Os critérios gerais de determinação do valor da causa estão consagrados no artigo 297.º do CPC, nos seguintes termos:
«1 – Se pela acção se pretende obter qualquer quantia certa em dinheiro, é esse o valor da causa, não sendo atendível impugnação nem acordo em contrário; se pela ação se pretende obter um benefício diverso, o valor da causa é a quantia em dinheiro equivalente a esse benefício.
2 - Cumulando-se na mesma ação vários pedidos, o valor é a quantia correspondente à soma dos valores de todos eles; mas quando, como acessório do pedido principal, se pedirem juros, rendas e rendimentos já vencidos e os que se vencerem durante a pendência da causa, na fixação do valor atende-se somente aos interesses já vencidos.

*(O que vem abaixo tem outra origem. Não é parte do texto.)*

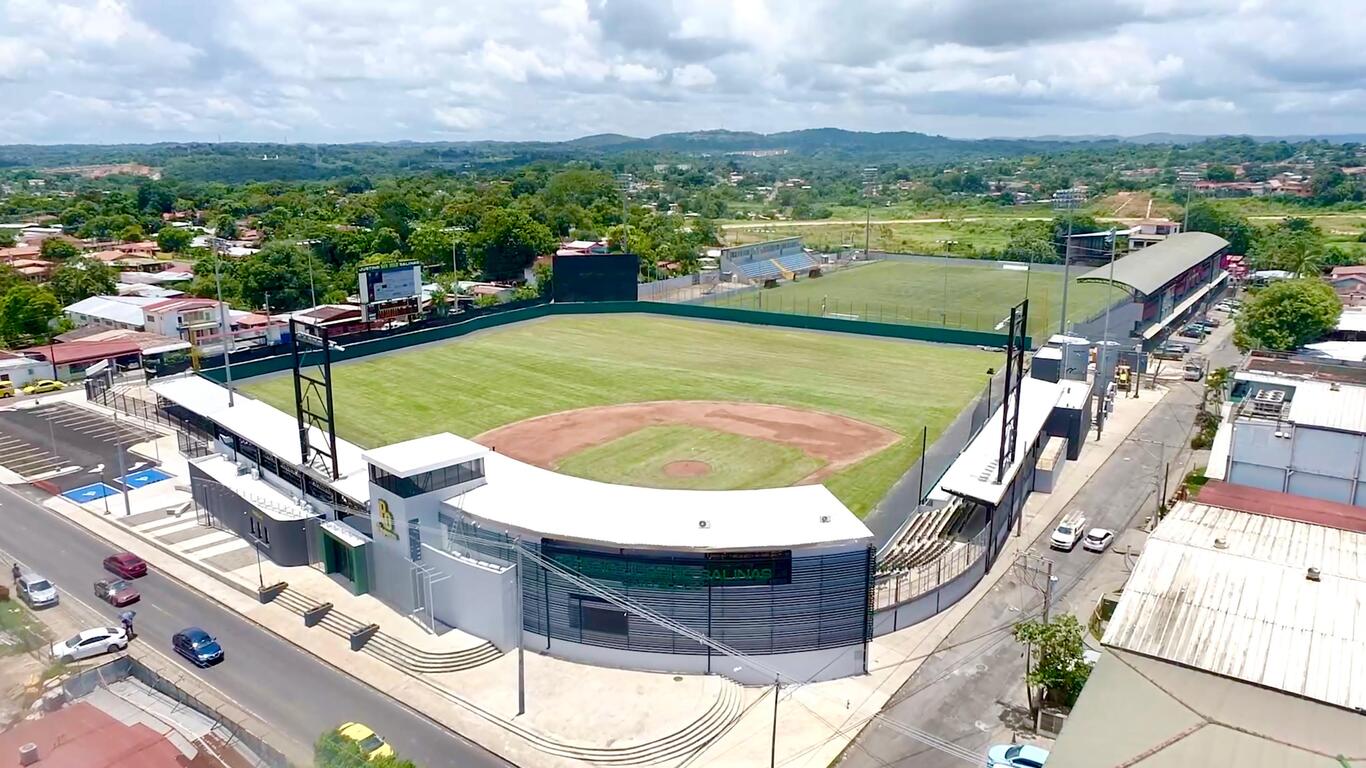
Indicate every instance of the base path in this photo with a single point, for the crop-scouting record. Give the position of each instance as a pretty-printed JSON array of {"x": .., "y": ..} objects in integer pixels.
[{"x": 833, "y": 439}]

3 - No caso de pedidos alternativos, atende-se unicamente ao pedido de maior valor e, no caso de pedidos subsidiários, ao pedido formulado em primeiro lugar.»
Por sua vez, os artigos 298.º e 300.º a 304.º do CPC fornecem critérios especiais para determinação do valor da causa nas situações específicas neles definidas, mas sem afastar o princípio orientador da utilidade económica do pedido, consagrado no já referido artigo 296.º, antes concretizando esse princípio naquelas situações.

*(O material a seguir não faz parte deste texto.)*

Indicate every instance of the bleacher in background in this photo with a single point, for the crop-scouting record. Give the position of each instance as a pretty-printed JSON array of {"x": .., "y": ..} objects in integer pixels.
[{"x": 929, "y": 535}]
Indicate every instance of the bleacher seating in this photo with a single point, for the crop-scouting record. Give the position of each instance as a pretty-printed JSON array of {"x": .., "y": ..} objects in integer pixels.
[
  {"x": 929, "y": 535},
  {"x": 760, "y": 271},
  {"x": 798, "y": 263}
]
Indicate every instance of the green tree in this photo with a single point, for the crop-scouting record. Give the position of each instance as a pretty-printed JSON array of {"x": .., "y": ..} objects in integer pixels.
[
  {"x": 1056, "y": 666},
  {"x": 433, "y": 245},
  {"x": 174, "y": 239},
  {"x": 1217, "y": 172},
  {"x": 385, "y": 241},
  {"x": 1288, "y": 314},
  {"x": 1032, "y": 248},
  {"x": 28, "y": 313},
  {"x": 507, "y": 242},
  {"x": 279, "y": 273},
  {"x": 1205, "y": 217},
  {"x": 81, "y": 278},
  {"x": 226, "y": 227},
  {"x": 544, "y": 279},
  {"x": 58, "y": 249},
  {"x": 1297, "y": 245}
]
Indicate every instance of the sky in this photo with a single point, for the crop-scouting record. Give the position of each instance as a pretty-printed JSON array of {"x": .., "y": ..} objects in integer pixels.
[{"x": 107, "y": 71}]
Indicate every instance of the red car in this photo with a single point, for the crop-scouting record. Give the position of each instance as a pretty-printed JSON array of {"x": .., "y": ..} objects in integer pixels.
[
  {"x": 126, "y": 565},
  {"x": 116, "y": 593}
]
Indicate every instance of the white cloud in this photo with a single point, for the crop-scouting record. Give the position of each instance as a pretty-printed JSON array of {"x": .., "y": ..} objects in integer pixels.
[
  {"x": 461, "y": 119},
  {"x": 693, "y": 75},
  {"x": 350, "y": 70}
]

Os casos em que o valor da acção é determinado pelo valor do acto jurídico estão regulados no artigo 301.º, nos seguintes termos:
«1 - Quando a ação tiver por objeto a apreciação da existência, validade, cumprimento, modificação ou resolução de um ato jurídico, atende-se ao valor do ato determinado pelo preço ou estipulado pelas partes.
2 - Se não houver preço nem valor estipulado, o valor do ato determina-se em harmonia com as regras gerais.
3 - Se a ação tiver por objeto a anulação do contrato fundada na simulação do preço, o valor da causa é o maior dos dois valores em discussão entre as partes».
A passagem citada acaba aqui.